To loud cheers of “banzai”, the Japanese equivalent of “three cheers”, from party members, a grinning Abe said: “The battle is over. Let’s build a new Japan by joining hands and uniting.”
Shinichi Nishikawa, professor of politics at Meiji University here, said the vote was effectively a referendum on Abe’s record that he successfully negotiated.
“But he can’t wholeheartedly welcome the result as he couldn’t win overwhelmingly.”
Public support for Abe, a political thoroughbred whose grandfather and father both held power, has recovered after he managed to survive a series of cronyism and cover-up scandals.
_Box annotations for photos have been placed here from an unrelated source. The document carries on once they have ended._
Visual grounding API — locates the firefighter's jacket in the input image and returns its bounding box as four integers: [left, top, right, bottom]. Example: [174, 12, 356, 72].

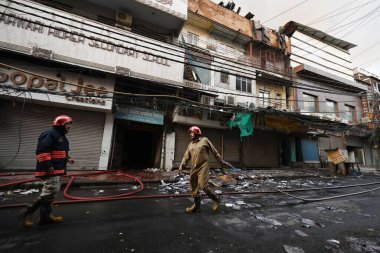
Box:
[35, 127, 69, 178]
[180, 137, 223, 174]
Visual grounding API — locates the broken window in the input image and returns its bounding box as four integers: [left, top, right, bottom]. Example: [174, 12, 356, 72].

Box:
[326, 100, 338, 118]
[236, 76, 252, 93]
[259, 90, 270, 107]
[220, 72, 230, 84]
[302, 93, 317, 112]
[343, 105, 355, 122]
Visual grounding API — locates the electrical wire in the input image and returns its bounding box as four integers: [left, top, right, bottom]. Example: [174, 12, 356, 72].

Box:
[0, 1, 368, 96]
[263, 0, 309, 24]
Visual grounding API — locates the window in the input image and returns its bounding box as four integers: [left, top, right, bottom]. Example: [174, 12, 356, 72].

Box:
[344, 105, 355, 122]
[187, 32, 199, 46]
[273, 93, 282, 109]
[236, 76, 252, 93]
[326, 100, 338, 117]
[259, 90, 270, 107]
[302, 93, 317, 112]
[220, 72, 230, 84]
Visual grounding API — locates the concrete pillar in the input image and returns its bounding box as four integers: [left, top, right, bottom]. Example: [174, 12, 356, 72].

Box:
[99, 112, 114, 170]
[165, 132, 175, 171]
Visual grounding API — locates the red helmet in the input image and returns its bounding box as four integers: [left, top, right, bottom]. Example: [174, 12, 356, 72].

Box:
[53, 115, 73, 126]
[189, 126, 202, 135]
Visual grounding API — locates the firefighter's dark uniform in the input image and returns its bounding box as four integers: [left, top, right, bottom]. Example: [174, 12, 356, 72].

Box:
[19, 126, 69, 228]
[180, 137, 225, 212]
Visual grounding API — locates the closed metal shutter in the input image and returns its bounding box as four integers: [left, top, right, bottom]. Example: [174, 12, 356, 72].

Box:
[223, 128, 241, 165]
[301, 139, 319, 162]
[243, 130, 280, 168]
[318, 136, 346, 162]
[0, 99, 105, 170]
[174, 125, 226, 168]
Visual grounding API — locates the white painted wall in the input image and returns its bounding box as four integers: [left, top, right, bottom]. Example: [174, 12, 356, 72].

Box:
[291, 31, 354, 81]
[0, 0, 184, 83]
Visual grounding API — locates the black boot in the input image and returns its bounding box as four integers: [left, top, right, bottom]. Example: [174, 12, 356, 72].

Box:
[38, 200, 63, 225]
[205, 189, 220, 213]
[17, 197, 43, 228]
[185, 197, 201, 213]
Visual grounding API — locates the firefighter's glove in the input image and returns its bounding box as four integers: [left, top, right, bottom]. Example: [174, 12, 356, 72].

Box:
[178, 166, 182, 176]
[223, 161, 232, 168]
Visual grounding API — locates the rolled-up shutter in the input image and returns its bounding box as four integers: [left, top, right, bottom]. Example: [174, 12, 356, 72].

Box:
[0, 99, 105, 170]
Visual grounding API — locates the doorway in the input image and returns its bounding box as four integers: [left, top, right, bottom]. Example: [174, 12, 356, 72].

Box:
[112, 122, 162, 170]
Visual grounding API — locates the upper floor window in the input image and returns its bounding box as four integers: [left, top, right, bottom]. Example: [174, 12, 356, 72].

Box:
[187, 32, 199, 46]
[344, 105, 355, 122]
[220, 72, 230, 84]
[259, 90, 270, 107]
[236, 76, 252, 93]
[302, 93, 317, 112]
[326, 100, 338, 117]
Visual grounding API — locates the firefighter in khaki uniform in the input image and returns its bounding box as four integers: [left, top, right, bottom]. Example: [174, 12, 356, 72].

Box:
[178, 126, 231, 213]
[18, 115, 74, 228]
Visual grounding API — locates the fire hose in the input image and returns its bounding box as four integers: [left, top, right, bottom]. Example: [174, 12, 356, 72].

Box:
[0, 170, 380, 209]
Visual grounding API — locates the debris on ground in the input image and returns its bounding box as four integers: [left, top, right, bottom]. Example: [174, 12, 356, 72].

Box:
[301, 219, 323, 228]
[325, 239, 340, 250]
[346, 236, 380, 253]
[294, 230, 308, 237]
[283, 245, 305, 253]
[255, 214, 282, 226]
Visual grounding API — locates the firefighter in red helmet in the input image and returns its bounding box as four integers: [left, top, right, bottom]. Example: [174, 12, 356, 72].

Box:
[178, 126, 231, 213]
[18, 115, 74, 228]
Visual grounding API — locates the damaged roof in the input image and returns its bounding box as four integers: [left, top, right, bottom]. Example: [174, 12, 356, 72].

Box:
[282, 21, 356, 50]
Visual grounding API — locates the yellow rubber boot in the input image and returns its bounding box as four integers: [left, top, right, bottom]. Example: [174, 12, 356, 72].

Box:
[38, 201, 63, 225]
[17, 197, 43, 228]
[185, 197, 201, 213]
[212, 197, 220, 213]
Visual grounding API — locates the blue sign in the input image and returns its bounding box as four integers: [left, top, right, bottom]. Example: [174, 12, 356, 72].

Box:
[115, 106, 164, 125]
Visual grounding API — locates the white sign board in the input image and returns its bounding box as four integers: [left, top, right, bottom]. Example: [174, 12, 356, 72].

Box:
[0, 61, 114, 111]
[0, 1, 184, 84]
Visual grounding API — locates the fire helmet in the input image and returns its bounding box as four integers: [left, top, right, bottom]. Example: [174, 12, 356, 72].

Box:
[53, 115, 73, 126]
[189, 126, 202, 135]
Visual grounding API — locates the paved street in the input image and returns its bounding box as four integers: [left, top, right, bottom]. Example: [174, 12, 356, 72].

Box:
[0, 176, 380, 253]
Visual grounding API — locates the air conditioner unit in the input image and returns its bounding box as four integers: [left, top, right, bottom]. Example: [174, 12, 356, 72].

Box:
[226, 96, 235, 105]
[116, 10, 133, 29]
[206, 43, 216, 51]
[200, 95, 214, 105]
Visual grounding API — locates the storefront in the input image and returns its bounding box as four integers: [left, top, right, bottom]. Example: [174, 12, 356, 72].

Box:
[111, 105, 164, 169]
[172, 105, 241, 168]
[0, 60, 114, 170]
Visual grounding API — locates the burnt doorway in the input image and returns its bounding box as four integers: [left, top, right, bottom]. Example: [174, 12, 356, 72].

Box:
[112, 122, 163, 170]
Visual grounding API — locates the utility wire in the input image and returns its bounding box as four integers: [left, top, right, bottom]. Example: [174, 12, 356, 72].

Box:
[263, 0, 309, 24]
[0, 1, 366, 95]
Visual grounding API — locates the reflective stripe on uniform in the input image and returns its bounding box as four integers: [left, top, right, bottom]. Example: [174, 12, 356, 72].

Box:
[37, 153, 52, 162]
[51, 151, 67, 159]
[34, 170, 65, 177]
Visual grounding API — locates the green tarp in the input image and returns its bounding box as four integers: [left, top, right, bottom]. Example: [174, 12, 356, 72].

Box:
[227, 113, 253, 137]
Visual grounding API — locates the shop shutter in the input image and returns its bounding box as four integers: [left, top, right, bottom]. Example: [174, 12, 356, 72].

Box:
[243, 130, 280, 168]
[301, 139, 319, 162]
[0, 100, 105, 170]
[174, 125, 222, 168]
[223, 128, 241, 166]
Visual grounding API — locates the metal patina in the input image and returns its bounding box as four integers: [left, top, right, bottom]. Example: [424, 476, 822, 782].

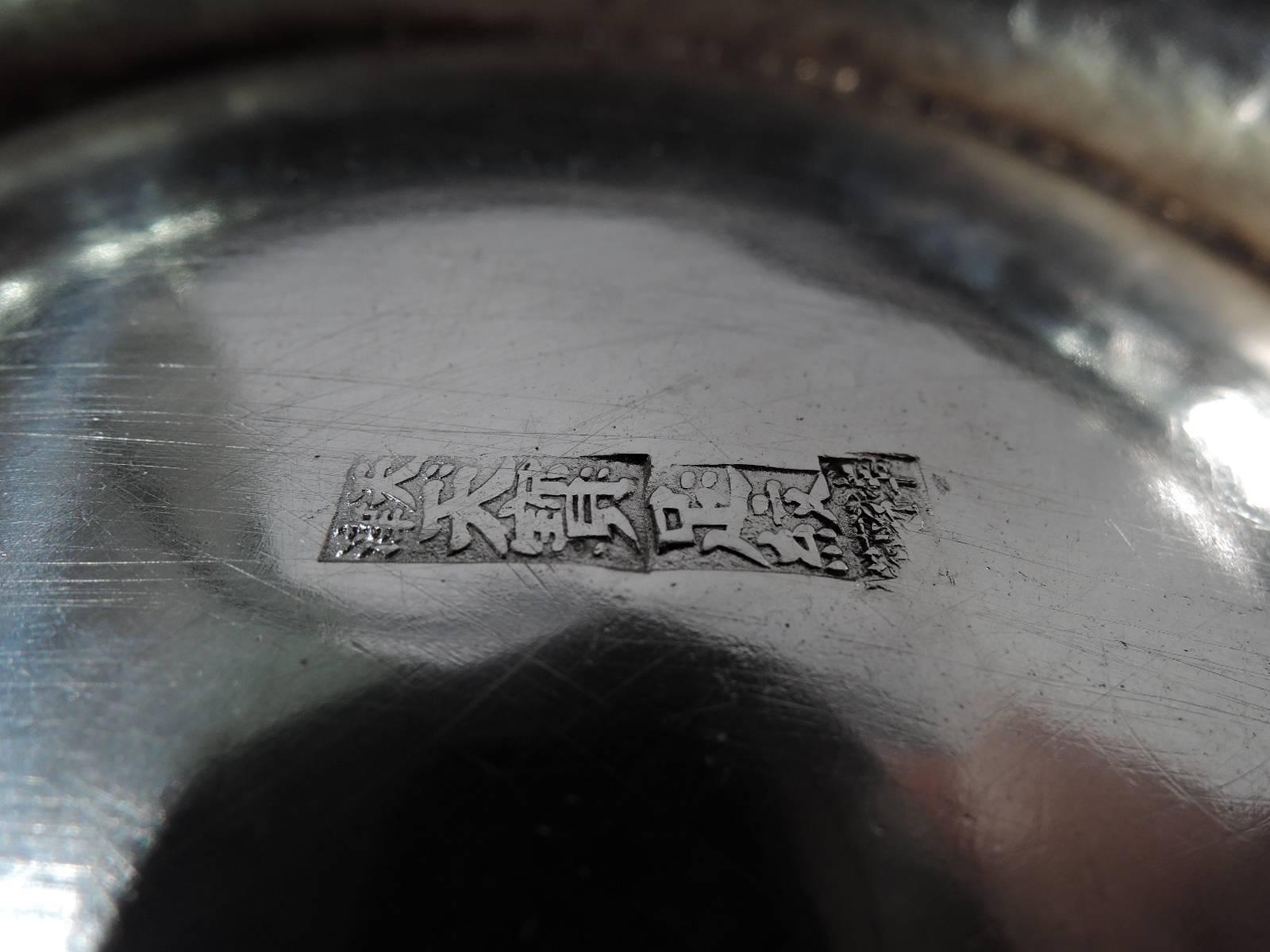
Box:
[0, 0, 1270, 952]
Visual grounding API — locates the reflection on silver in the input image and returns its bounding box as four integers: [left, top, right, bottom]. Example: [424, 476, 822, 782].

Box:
[1181, 391, 1270, 516]
[0, 5, 1270, 950]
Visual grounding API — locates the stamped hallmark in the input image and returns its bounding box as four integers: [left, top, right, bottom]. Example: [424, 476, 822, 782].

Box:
[319, 455, 926, 585]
Reconfirmed in power, Abe will head to New York this weekend to attend the United Nations General Assembly and hold a summit with United States President Donald Trump.
Abe and Trump, who enjoy each other’s company on the golf course and are close diplomatic allies, are expected to analyse the latest inter-Korean summit.
But they will also have to confront a growing trade dispute as Trump sees Tokyo among “unfair” trade partners.
While Japanese voters put the economy and social security as their top priorities, Abe aims to use the election to push his dream of reforming the country’s post-World War 2 pacifist constitution.
Nationalist Abe has frequently voiced his wish to rewrite the charter, imposed by the victorious US occupiers, which forces the country to “forever renounce war ” and dictates that armed forces will “never be maintained”.